|Early plug compatible disk pack manufacturer|
Why it's Important
IBM had a "lock" on early removable magnetic disk storage with their 1316 disk pack, which was used on both the 1311 and 2311 disk drives. These were highly profitable items for IBM, with a manufacturing cost under $100 and a selling price of about $600 (verify). As such it represented a huge target of opportunity for competitors, some of whom (e.g. CDC) were forced to buy IBM disk packs at list price and relabel them for use on their own equipment. Availability of compatible disk packs appeared starting in the fall of 1967 from Memorex, a few months later from Caelus (January 1968), and subsequently became a commodity after entry by the major traditional media makers including 3M, CDC, and BASF, plus smaller startups including Athana, CFI, and others.
Caelus was an early IBM-San Jose spin-off in 1966, founded as the first supplier of "IBM Clone" 14 inch magnetic disks and disk packs used initially in IBM's 1311 and 2311, later including 2314 and 3330. The company obtained an IBM patent license, and worked with IBM to obtain special test equipment. Due to the "clone" nature of the disk (same materials and process as IBM) it was favored by many drive makers who had designed equipment around the properties of IBM media. Other suppliers often invented their own processes, and not all disks behaved exactly like IBM product, so Caelus had a short term compatibility advantage.

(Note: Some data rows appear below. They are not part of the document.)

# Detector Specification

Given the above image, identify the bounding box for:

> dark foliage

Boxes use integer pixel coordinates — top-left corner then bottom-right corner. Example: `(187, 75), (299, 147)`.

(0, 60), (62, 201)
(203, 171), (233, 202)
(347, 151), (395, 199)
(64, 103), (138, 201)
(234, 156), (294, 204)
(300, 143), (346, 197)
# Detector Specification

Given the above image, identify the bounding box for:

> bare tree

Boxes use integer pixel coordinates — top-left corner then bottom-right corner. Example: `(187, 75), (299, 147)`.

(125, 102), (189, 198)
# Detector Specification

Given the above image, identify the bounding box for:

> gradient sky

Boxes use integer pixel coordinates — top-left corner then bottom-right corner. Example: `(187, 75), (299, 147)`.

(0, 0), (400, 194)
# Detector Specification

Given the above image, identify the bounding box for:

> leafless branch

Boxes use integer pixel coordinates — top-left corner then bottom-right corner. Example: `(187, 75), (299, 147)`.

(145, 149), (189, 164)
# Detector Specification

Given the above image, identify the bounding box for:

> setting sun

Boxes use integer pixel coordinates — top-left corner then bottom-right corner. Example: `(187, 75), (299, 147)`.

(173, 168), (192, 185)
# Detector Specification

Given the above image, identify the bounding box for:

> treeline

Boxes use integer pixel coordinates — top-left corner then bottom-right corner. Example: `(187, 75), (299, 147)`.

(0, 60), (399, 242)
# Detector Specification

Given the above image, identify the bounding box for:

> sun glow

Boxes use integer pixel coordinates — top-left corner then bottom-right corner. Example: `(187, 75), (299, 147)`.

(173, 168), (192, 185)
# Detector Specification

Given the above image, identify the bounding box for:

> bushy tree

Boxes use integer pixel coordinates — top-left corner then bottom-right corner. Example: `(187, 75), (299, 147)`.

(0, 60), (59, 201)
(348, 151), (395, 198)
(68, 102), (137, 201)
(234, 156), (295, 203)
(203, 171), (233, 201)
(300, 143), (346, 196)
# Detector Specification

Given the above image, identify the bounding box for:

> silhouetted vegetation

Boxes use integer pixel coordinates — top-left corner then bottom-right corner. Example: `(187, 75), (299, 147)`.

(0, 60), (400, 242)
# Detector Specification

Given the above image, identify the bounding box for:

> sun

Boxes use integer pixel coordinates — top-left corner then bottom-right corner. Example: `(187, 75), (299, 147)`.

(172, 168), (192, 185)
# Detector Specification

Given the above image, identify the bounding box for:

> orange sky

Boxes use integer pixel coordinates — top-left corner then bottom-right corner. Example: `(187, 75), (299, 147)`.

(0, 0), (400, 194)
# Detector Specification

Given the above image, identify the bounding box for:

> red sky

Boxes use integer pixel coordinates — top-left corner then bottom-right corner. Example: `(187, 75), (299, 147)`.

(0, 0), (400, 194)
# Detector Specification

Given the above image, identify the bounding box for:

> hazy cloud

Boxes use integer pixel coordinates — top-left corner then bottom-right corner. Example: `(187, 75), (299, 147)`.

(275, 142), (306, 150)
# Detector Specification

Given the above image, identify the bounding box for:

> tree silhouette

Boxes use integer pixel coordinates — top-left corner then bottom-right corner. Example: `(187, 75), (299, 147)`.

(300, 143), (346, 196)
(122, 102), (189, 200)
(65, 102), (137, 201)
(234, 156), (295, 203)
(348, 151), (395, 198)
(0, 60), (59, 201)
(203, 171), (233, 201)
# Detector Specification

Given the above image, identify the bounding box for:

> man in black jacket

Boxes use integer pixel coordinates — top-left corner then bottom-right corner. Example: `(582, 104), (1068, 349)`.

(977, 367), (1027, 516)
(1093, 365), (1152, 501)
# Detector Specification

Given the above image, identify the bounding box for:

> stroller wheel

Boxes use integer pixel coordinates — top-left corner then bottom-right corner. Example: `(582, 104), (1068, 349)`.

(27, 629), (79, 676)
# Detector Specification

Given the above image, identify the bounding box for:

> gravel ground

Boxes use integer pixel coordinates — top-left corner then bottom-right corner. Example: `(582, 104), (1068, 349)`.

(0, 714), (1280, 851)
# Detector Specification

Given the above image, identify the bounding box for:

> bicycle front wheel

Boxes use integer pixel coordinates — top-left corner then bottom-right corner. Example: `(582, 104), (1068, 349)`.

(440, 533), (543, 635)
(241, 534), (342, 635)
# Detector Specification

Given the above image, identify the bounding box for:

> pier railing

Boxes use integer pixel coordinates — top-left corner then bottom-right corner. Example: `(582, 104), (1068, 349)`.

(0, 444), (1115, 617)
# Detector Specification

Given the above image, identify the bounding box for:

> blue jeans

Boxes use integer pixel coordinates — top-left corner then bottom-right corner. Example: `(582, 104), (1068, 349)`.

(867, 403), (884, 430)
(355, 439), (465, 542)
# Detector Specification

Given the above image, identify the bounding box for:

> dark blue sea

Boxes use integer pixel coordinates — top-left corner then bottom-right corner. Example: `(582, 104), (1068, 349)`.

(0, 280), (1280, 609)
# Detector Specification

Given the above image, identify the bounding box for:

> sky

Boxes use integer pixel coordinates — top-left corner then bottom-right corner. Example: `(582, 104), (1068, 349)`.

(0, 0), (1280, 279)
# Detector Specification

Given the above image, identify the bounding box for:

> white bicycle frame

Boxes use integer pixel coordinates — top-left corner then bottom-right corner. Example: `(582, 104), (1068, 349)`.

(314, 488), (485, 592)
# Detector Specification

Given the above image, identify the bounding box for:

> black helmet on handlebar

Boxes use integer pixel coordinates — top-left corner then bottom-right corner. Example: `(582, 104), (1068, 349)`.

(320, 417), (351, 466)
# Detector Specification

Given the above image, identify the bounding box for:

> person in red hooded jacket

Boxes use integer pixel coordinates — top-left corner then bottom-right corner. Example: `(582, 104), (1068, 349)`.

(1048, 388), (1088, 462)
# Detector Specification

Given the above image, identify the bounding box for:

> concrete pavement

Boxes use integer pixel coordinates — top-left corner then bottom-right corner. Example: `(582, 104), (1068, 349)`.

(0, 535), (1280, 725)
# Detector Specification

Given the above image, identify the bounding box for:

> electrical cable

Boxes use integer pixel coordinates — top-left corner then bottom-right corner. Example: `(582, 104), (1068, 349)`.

IBM's business model favored leasing over purchase, at about $50 per month for a $600 (verifypriced disk pack. In two months they recovered the manufacturing cost, and in 1 year collected the equivalent purcase price, after which lease revenue was pure profit. The independents had lower volume with consequently higher manufacturing cost, and had to borrow money to finance the cost of production plus distribution, with a longer payback period made worse by the interest on debt. Success in the traditional disk pack lease marketplace required a huge amount of cash and resulting debt. Loan terms usually required full debt repayment on a lease return, and many customers were not too careful with their disk packs, so the vendor had to refurbish at his own cost and go through the cost of remarketing the used product. IBM also had a timing advantage, since the independents were not usually the first to deliver media to a new system, so drive obsolescence took an earlier and heavier toll.
With IBM's move to non-removable media in newer drive designs, so the business model evolved to OEM sales of single disks to fixed disk drive makers (e.g. STK "superdisk"), a less profitable but steady business. With the decline of disk pack and a growing number of well funded competitors, Caelus was sold to it's major investor EM&M, which subsequently resold the operation, and it eventually was closed.
Key personnel (many ex-IBM) were Phil Yaconelli, Sung Pal Chur, Serge Blanc, Tom Scholten, Bruce Colegrove, Don Ivie, Bill Benz, Bill Sousa, Bob Deardorff, and Bill Carlson.